Por la noche, en casa, todo volvió a ser igual: Valentina Petróvna estaba sentada frente al televisor, apartando con el pie un montón de ropa sucia. Kostia e Inna se reían en la entrada. En la cocina, una montaña de platos. Kirill no estaba — se había ido al garaje con su padre.
Sonia tomó una palangana y fue a recoger la ropa sucia por los cuartos. En el de Kostia, sobre la silla, había camisetas, calcetines e incluso una camiseta de Inna. En el suelo — una lata vacía de bebida energética.
Se quedó allí, con la palangana en las manos, mirando aquel desastre, y de pronto sintió que no podía respirar. Algo dentro de ella se quebró.
Por la noche intentó hablar con Kirill otra vez:
— Así no puedo más. Que al menos hagan algo ellos mismos. Que recojan sus cosas. No puedo con todos.
Kirill la abrazó, le dio unas palmaditas en la espalda y le dijo lo de siempre: “ten paciencia”.

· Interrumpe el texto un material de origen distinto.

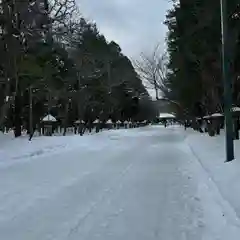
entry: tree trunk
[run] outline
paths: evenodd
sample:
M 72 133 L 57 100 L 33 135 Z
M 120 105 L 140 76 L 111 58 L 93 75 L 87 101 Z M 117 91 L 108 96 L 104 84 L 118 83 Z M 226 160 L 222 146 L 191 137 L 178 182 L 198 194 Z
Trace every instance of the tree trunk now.
M 63 131 L 63 136 L 66 136 L 67 133 L 67 123 L 68 123 L 68 107 L 69 107 L 69 102 L 66 103 L 65 105 L 65 116 L 64 116 L 64 131 Z
M 14 135 L 20 137 L 22 135 L 22 119 L 21 119 L 21 96 L 16 96 L 14 101 Z

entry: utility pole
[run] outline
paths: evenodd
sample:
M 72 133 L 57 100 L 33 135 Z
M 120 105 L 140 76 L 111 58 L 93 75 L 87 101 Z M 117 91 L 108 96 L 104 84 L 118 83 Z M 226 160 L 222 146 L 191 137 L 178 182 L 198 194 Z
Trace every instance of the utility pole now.
M 32 109 L 32 86 L 29 87 L 29 135 L 30 139 L 32 138 L 33 135 L 33 109 Z
M 222 78 L 224 84 L 224 115 L 226 129 L 226 162 L 234 159 L 233 121 L 232 121 L 232 89 L 230 76 L 230 53 L 227 30 L 227 0 L 220 0 L 222 29 Z

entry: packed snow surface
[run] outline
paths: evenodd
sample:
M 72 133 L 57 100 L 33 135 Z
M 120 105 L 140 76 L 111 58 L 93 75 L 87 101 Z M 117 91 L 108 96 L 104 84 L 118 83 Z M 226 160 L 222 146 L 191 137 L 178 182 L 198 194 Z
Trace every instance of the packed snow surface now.
M 178 126 L 31 142 L 2 135 L 0 239 L 237 240 L 240 199 L 228 199 L 220 160 L 200 154 L 205 139 Z

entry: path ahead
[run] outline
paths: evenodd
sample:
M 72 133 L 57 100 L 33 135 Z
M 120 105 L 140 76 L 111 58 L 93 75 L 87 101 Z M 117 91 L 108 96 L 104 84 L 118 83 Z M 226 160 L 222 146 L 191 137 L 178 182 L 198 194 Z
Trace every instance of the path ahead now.
M 0 166 L 0 239 L 239 239 L 234 211 L 178 127 L 87 138 Z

Y por la mañana, Valentina Petróvна volvió a decirle con desdén:
— Sonia, has mezclado los calcetines de Kostia. No se pueden lavar los sintéticos con los de algodón, ¿es que no lo sabes? Y además, echas demasiado suavizante. Luego huelen fatal…
Sonia quiso responder, pero de pronto se le apareció la imagen de Tania delante de los ojos. «No eres una esclava».
Pasó todo el día como en automático. En el trabajo se cortó un dedo mientras cortaba pasteles: la sangre cayó sobre el delantal blanco. Sonia miró aquella sangre y pensó que se parecía a su vida: caía, pero sin hacer ruido.
Por la tarde, cuando volvió a casa, en el pasillo estaban Inna y Kostia. Inna tenía en las manos una nueva bolsa con ropa.
— Sonia, ¿podrías deshacerme los vestidos con vapor? Es que tengo una cita, y esta plancha es rara, no sé usarla.
Sonia pasó a su lado sin decir palabra.
— Sonia, ¿qué te pasa? — la alcanzó Kostia. — Anda, ayúdanos, si no cuesta nada.
Ella dejó el bolso en el suelo, se volvió y lo miró directamente a los ojos.
— Yo no soy tu empleada doméstica.
Y se fue al dormitorio. Por primera vez desde que vivían todos juntos, cerró la puerta con pestillo.
La mañana empezó como si durante la noche no hubiera cambiado nada. Valentina Petróvna hacía ruido con las ollas en la cocina, Kostia e Inna se reían a carcajadas en el pasillo, Kirill se ponía la chaqueta: otra vez se iba con su padre fuera de la ciudad.
Sonia estaba sentada en el borde del sofá y escuchaba cómo, al otro lado de la puerta, Valentina Petróvna murmuraba algo sobre “jóvenes desagradecidos”. La palabra “desagradecidos” cayó en su cabeza como una bola de nieve por la espalda. Sonia suspiró y fue a la cocina.
— ¿A dónde crees que vas? — preguntó Valentina Petróvна sin volverse, raspando aún más fuerte el cuchillo contra la tabla de cortar.
— Al trabajo — respondió Sonia con calma.
— Pues muy bien. Hace falta dinero. Aquí, ya ves, todo recae sobre ti. No hagas tonterías: marina la carne antes de irte, que Kostia la freirá por la noche.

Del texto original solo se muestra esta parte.